Saturday, March 13, 2010

Why are climate scientists losing the American public?

washingtonpost.com

Even as predictions about the possible effects of climate change get more troubling by the day, Americans are increasingly skeptical of the science. The latest evidence is this concerning Gallup poll:

A majority of Americans still agree that global warming is real, as 53% say the effects of the problem have already begun or will do so in a few years. That percentage is dwindling, however. The average American is now less convinced than at any time since 1997 that global warming's effects have already begun or will begin shortly.
Meanwhile, 35% say that the effects of global warming either will never happen (19%) or will not happen in their lifetimes (16%).
The 19% figure is more than double the number who held this view in 1997.

Depressing news for environmentalists, who have spent years building the public case for concern.

Environmental groups often explain why they are losing the public relations war by, among other things, citing George Will’s “campaign” against global warming and other such efforts, arguing that they have made the science seem less settled than it is. Americans are having trouble telling the difference between relatively small criticisms of the science or scientists -- minor mistakes in the Intergovernmental Panel on Climate Change’s 2007 report or the release of overheated private exchanges among a few climate scientists, for example -- and the solid case for the bottom-line on global warming: that it’s extremely likely it’s happening, it’s extremely likely that it’s at least partially our fault, and, if unabated, it’s extremely likely to have some rather unpleasant consequences.

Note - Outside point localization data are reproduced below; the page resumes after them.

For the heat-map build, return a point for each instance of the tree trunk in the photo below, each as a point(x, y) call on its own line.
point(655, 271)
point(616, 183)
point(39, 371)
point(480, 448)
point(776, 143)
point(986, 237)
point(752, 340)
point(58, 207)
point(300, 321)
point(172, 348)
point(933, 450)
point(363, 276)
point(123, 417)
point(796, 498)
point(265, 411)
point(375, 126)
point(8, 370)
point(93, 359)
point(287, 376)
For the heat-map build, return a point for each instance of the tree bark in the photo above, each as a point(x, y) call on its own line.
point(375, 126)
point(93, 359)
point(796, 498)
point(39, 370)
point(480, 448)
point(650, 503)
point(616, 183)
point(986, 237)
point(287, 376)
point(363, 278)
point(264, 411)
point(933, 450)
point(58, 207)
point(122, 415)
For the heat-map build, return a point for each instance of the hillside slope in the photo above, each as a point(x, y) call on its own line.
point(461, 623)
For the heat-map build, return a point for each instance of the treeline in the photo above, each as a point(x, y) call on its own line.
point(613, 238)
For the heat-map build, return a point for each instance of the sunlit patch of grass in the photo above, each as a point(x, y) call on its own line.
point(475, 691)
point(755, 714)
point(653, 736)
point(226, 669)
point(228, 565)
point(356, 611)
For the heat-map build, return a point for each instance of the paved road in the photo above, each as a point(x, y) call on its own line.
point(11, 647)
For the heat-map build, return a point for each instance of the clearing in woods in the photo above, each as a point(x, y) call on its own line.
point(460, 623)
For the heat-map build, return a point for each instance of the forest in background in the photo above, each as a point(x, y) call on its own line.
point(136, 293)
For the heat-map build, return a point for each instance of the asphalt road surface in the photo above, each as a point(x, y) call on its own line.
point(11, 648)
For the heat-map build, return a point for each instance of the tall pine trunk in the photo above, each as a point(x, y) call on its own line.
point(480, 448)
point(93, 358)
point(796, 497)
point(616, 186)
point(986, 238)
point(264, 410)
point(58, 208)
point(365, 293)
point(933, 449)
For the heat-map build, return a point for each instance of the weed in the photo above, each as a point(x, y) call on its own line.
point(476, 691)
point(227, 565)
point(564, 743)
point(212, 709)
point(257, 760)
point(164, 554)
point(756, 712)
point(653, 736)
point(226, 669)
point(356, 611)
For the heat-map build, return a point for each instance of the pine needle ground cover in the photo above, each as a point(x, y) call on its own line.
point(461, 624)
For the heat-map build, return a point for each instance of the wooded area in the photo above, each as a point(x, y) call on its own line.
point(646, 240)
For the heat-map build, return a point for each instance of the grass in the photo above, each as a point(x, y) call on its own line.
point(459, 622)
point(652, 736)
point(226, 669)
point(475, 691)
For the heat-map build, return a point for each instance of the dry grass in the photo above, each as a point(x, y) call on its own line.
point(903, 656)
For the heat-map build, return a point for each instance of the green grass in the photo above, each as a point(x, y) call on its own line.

But a big factor is also that the issue became more partisan as the Democratic Congress got serious about legislating.

Global warming denial has shot up on the right. Even many of those in the GOP who say they want to do something on clean energy -- such as Sarah Palin -- have put themselves on the wrong side of the policy, some of them pretty clearly out of political calculation. Supposedly free-market Republicans favor supporting a few select energy sources instead of simply pricing carbon. Anyone with a few days of basic economics training will tell you the latter is far more efficient, relying on private actors to determine where investment in clean energy should go, rather than Congress deciding who wins and who loses.

But pricing carbon is also the policy that President Obama favors. So, in conservative rhetoric, that has become another way the president is trying to build a command-and-control economy. In fact, trying to deal with global warming without pricing carbon is the command-and-control approach, the approach many GOP leaders appear to favor, if they really favor doing anything at all. House Democrats, meanwhile, decided that the only way they could pass a bill was to use it to pay off lots of constituencies that might conceivably complain, dulling the efficiency of the included carbon price and aiding the GOP in its attacks.

Fears about the far-reaching policy and about the Democrats’ motives have no doubt convinced some Americans to see what they want to see in the science, rather than what a reasonable reading would suggest.